Esse é o texto de estreia da coluna “ideias menos modestas”, que pretende ser uma área de polêmicas sobre o uso da linguagem em nosso cotidiano. Alvos principais: mídia, publicidade, discurso escolar, auto-ajuda, motivação empresarial e qualquer outra forma de manifestação que se configure como um bloco fechado de ideias.
Uma das palavras correntes na mídia nos últimos anos é inclusão. Frequentemente puxado, esticado até quase arrebentar, o sentido que se apreende dessa palavrinha mágica nem sempre é claro. Entretanto, não se deve pensar que essa dilatação e subversão de sentido seja uma exclusividade de “inclusão”. Pelo contrário, é só pensarmos em “democracia”, “cidadania”, “liberdade” e possivelmente mais uma dezena de outras.
Mas alguém com voz exaltada e surpresa irá perguntar: “Mas o que não está claro?” Pois é, o que parece óbvio, mas não é, é quem deve ser incluído.
Talvez seja muita inocência de minha parte acreditar que, quando se fala em inclusão, o alvo da proposta seja primariamente as pessoas. Em algum momento ou em algumas áreas bem delimitadas isso pode até ser verdade. Por exemplo, alguém sem emprego que é recrutado por uma grande companhia para realizar qualquer tipo de serviço que ninguém mais realizaria, por um salário mais miserável e sem perspectivas de crescimento. Essa pessoa foi “incluída” no mundo do trabalho, não há dúvida, mas é lógico que para falar de dignidade já temos que dar um passo muito grande.
Mas o que me interessa aqui é algo um pouco mais abstrato: inclusão cultural.
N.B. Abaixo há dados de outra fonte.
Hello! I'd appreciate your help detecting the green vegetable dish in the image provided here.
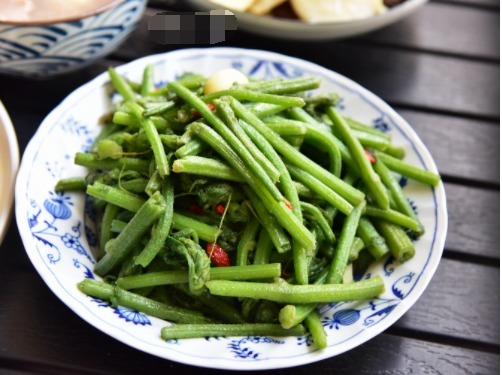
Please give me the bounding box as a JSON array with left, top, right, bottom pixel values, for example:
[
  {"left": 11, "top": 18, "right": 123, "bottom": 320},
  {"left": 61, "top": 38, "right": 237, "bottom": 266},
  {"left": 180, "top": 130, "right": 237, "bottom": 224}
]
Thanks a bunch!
[{"left": 56, "top": 66, "right": 439, "bottom": 348}]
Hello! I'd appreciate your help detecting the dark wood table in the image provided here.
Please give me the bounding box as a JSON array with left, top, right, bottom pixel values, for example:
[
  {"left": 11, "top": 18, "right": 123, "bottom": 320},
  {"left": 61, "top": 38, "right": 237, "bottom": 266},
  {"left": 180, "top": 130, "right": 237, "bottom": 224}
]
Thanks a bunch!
[{"left": 0, "top": 0, "right": 500, "bottom": 374}]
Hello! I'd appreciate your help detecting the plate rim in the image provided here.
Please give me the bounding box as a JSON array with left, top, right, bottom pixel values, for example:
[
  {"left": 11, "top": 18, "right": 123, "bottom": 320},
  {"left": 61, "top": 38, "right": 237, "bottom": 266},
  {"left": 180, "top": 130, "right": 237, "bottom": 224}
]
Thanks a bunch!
[
  {"left": 15, "top": 47, "right": 447, "bottom": 370},
  {"left": 0, "top": 100, "right": 19, "bottom": 244}
]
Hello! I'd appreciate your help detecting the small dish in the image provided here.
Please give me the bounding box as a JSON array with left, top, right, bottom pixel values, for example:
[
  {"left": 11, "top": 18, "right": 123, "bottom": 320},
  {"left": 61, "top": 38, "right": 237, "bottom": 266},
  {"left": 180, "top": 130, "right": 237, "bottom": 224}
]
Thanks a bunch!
[
  {"left": 188, "top": 0, "right": 427, "bottom": 41},
  {"left": 0, "top": 101, "right": 19, "bottom": 244},
  {"left": 16, "top": 48, "right": 447, "bottom": 370}
]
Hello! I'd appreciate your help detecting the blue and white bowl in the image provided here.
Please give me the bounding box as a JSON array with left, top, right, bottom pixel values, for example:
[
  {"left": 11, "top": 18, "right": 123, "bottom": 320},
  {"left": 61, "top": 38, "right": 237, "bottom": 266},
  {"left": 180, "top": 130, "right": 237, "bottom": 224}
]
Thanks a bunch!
[
  {"left": 16, "top": 48, "right": 447, "bottom": 370},
  {"left": 0, "top": 0, "right": 147, "bottom": 78}
]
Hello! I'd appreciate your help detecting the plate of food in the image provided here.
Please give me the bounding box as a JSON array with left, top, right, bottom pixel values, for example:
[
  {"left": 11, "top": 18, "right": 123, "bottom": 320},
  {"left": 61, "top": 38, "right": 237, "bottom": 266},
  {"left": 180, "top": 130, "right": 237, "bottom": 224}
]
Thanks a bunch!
[
  {"left": 0, "top": 102, "right": 19, "bottom": 247},
  {"left": 189, "top": 0, "right": 427, "bottom": 41},
  {"left": 16, "top": 48, "right": 447, "bottom": 370}
]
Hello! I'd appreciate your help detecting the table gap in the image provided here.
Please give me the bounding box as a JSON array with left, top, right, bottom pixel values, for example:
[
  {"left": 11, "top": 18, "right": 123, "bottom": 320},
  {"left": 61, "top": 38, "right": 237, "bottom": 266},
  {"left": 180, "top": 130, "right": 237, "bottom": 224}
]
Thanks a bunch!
[{"left": 385, "top": 325, "right": 500, "bottom": 354}]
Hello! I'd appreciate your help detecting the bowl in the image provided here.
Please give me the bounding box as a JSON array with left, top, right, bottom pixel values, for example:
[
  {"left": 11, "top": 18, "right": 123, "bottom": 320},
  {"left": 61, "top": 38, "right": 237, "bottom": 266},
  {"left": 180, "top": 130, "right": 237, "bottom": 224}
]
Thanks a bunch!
[
  {"left": 0, "top": 0, "right": 147, "bottom": 78},
  {"left": 0, "top": 101, "right": 19, "bottom": 244},
  {"left": 16, "top": 48, "right": 447, "bottom": 370},
  {"left": 188, "top": 0, "right": 427, "bottom": 41}
]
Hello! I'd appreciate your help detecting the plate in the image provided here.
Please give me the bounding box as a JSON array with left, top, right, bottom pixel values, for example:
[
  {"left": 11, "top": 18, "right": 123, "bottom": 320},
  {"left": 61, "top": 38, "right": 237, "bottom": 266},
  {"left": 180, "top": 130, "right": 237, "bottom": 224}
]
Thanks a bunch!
[
  {"left": 188, "top": 0, "right": 427, "bottom": 41},
  {"left": 16, "top": 48, "right": 447, "bottom": 370},
  {"left": 0, "top": 101, "right": 19, "bottom": 244}
]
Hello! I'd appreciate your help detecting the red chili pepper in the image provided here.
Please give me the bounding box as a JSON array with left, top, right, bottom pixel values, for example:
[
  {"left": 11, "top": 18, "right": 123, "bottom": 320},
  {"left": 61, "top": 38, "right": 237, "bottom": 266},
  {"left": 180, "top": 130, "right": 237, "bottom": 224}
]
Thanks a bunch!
[
  {"left": 188, "top": 203, "right": 206, "bottom": 215},
  {"left": 364, "top": 149, "right": 376, "bottom": 164},
  {"left": 216, "top": 204, "right": 225, "bottom": 215},
  {"left": 206, "top": 242, "right": 230, "bottom": 267},
  {"left": 193, "top": 103, "right": 216, "bottom": 117},
  {"left": 284, "top": 199, "right": 293, "bottom": 212}
]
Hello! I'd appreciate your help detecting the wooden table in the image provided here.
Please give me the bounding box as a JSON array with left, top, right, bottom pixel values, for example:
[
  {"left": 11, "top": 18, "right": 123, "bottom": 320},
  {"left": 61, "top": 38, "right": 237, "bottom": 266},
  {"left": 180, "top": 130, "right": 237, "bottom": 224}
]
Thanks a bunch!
[{"left": 0, "top": 0, "right": 500, "bottom": 374}]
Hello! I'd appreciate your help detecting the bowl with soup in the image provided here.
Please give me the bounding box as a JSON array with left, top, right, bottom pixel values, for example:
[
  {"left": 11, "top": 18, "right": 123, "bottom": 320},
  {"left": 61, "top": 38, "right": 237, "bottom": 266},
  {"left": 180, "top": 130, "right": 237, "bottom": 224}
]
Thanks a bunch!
[{"left": 0, "top": 0, "right": 147, "bottom": 78}]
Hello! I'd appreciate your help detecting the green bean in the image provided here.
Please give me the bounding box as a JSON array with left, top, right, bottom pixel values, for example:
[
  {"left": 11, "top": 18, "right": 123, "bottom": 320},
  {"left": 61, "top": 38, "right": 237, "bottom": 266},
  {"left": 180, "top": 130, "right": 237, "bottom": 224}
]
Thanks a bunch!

Em geral, o movimento de inclusão cultural que se pode observar consiste em trazer a cultura de periferia para o centro, incorporando o funk, alguma coisa (mas não tudo) do RAP, o grafite e o break no cotidiano das pessoas de classe média ou alta. Assim, todo mundo tem uma experiência antropológica com a cultura de periferia e pode até fingir, sob os auspícios do politicamente correto, que aceita ou que acha bonito, colocando os artistas mais rebolantes na TV ou promovendo bailes funk apenas para convidados muito importantes.
Enquanto isso, as pessoas da periferia continuam na periferia.
Outra forma de “inclusão” acontece no discurso escolar, mais precisamente nas aulas de português. Uma das máximas da pedagogia dos últimos anos é “respeite a identidade do aluno”, ou seja, o seu modo de fala, seus gostos, sua postura etc. Enfim, o professor deve adotar uma atitude que não vise mudar o aluno, ensine uma coisinha aqui e outra ali mas não o faça se sentir tão bem que venha almejar algo como ascensão social por meio da educação, por exemplo.
Dessa forma, o que à primeira vista parece respeito a outra cultura e outro modo de vida acaba se tornando uma camisa de força, que impede o contato das pessoas mergulhadas nesse meio social com a cultura dominante. Todos sabemos que não é chamando os outros de “mano” ou “sangue bom” que se consegue um bom emprego, ou mesmo votos. Não adianta, portanto, abraçar a cultura da periferia e impedir os “periféricos” de chegar aos centros da cultura compartilhada por uma elite intelectual, a saber, museus, bibliotecas, pinacotecas, teatros, cinemas, universidades, salas de concerto etc.
A “inclusão” torna-se, então, uma via de mão única, na qual só trafega aquilo que é passível de ser tornar mercadoria, especialmente a música e a moda; não as pessoas.
Mas, posso estar enganado. “Inclusão” vem do latim inclusĭo, que significa “encerramento, prisão”.
Um comentário:
eu acho engraçado como as pessoas pregam "respeito" como se fosse uma espécie de armisticio. Respeito, vindo da parte dominante, é outra forma de dizer "deixem que se enforquem com a própria corda, porque assim nao botam a culpa na gente".
gostei bastante desse texto!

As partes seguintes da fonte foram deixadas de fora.